The key to their wellness is not our micromanaging their thermoregulation (which can go horribly wrong when an owner blankets on a mild, sunny day and virtually cooks the poor animal), but our offering adequate hay (undoubtedly more hay in the winter than during warmer months), freedom to move, and (less often than you’d think) shelter.
2. In one of these aforementioned catalogs, I noted the tease: “Spooky Horse? Relax, we can help!” Since it’s always interesting to learn about different training strategies for spooky horses, I thumbed immediately to the listed page. Ee-gads! It was a full, two-page spread of supplements designed to calm your horse during “Spooky Season.” I thought we called this time of year, autumn or fall. Who knew?
To paraphrase the selly-sell: Colder weather makes horses more “on edge.” Buy something to chill them out.
The pages feature a rider, crop in hand, pulling on the reins like she was hauling in a Gulf of Mexico marlin. The whites of her horse’s eyes were visible and its tail was up. I felt badly for the fella.

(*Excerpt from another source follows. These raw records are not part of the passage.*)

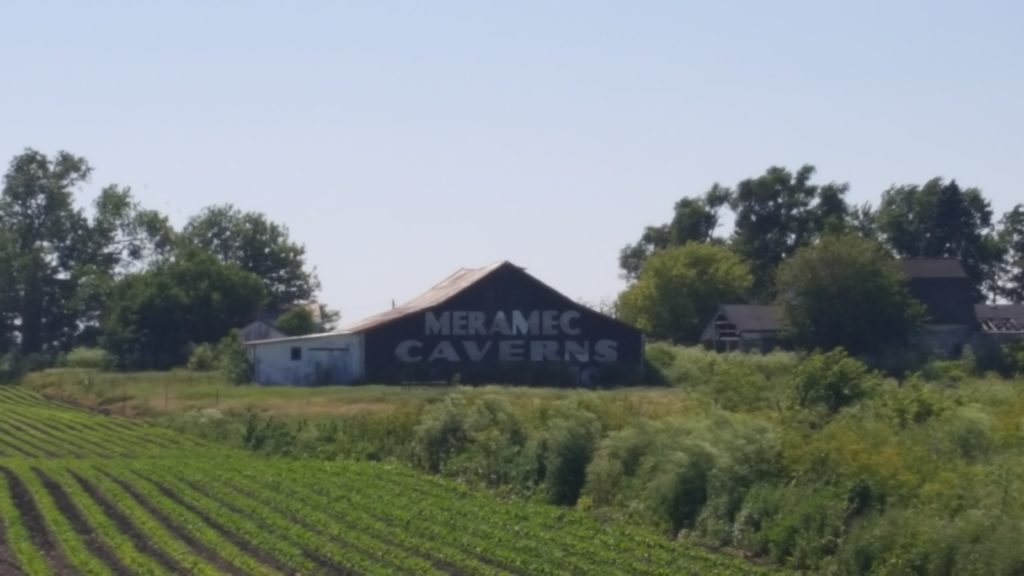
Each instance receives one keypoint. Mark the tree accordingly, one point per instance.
(47, 235)
(941, 220)
(847, 291)
(779, 212)
(694, 219)
(257, 245)
(680, 288)
(154, 316)
(1012, 241)
(8, 293)
(832, 380)
(297, 322)
(122, 238)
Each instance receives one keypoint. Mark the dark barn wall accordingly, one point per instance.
(508, 327)
(947, 300)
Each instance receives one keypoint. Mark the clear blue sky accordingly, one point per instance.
(400, 140)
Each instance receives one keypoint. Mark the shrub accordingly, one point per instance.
(232, 360)
(830, 380)
(91, 359)
(495, 449)
(203, 359)
(564, 449)
(10, 368)
(441, 434)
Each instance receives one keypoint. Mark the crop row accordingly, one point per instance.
(32, 426)
(158, 504)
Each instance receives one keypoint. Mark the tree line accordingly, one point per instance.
(120, 276)
(804, 246)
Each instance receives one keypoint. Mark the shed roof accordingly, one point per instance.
(441, 292)
(1000, 318)
(753, 318)
(933, 268)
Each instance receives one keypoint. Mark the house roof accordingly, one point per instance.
(933, 268)
(753, 318)
(259, 330)
(441, 292)
(942, 285)
(1000, 318)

Instead of helpful riding strategies: “if your horse wants to move, let him move but give him direction” or “let him graze and investigate his surroundings” it was magnesium, Tryptophan, Inositol, chamomile, raspberry, chasteberry, and passionflower.
I wanted to ask this company: Dude, like, when you gonna offer some reefer to me and my pony? Like, it would help us be one with the universe, man.

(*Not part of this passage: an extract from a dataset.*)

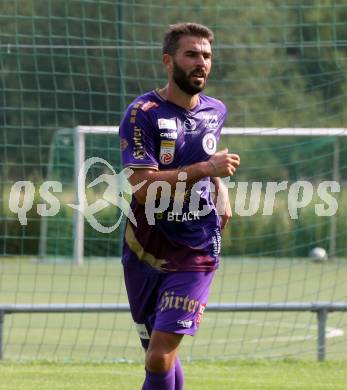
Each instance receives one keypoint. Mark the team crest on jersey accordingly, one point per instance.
(167, 152)
(209, 143)
(148, 105)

Here’s what supplement companies don’t tell you:
- There’s no guarantee that what they say is in a given supplement is actually in there. Supplement outfits (for human, dogs, horses, etc.) are notoriously unregulated.
- There’s also no guarantee that supplements have any actual effect.
- Some supplements, when overdosed, can impact horses negatively.
Aside from adding selenium to a horse’s diet in areas where there is a dearth of selenium in the soil (and therefore little selenium in hay and grass) and offering free-choice salt, research doesn’t support this pricey habit. Read more about supplements here.
Let’s challenge our brains, not our wallets. Let’s solve our problems with real solutions, not sugar pills and consumerism-masquerading-as-do-goodism. Our horses will thank us.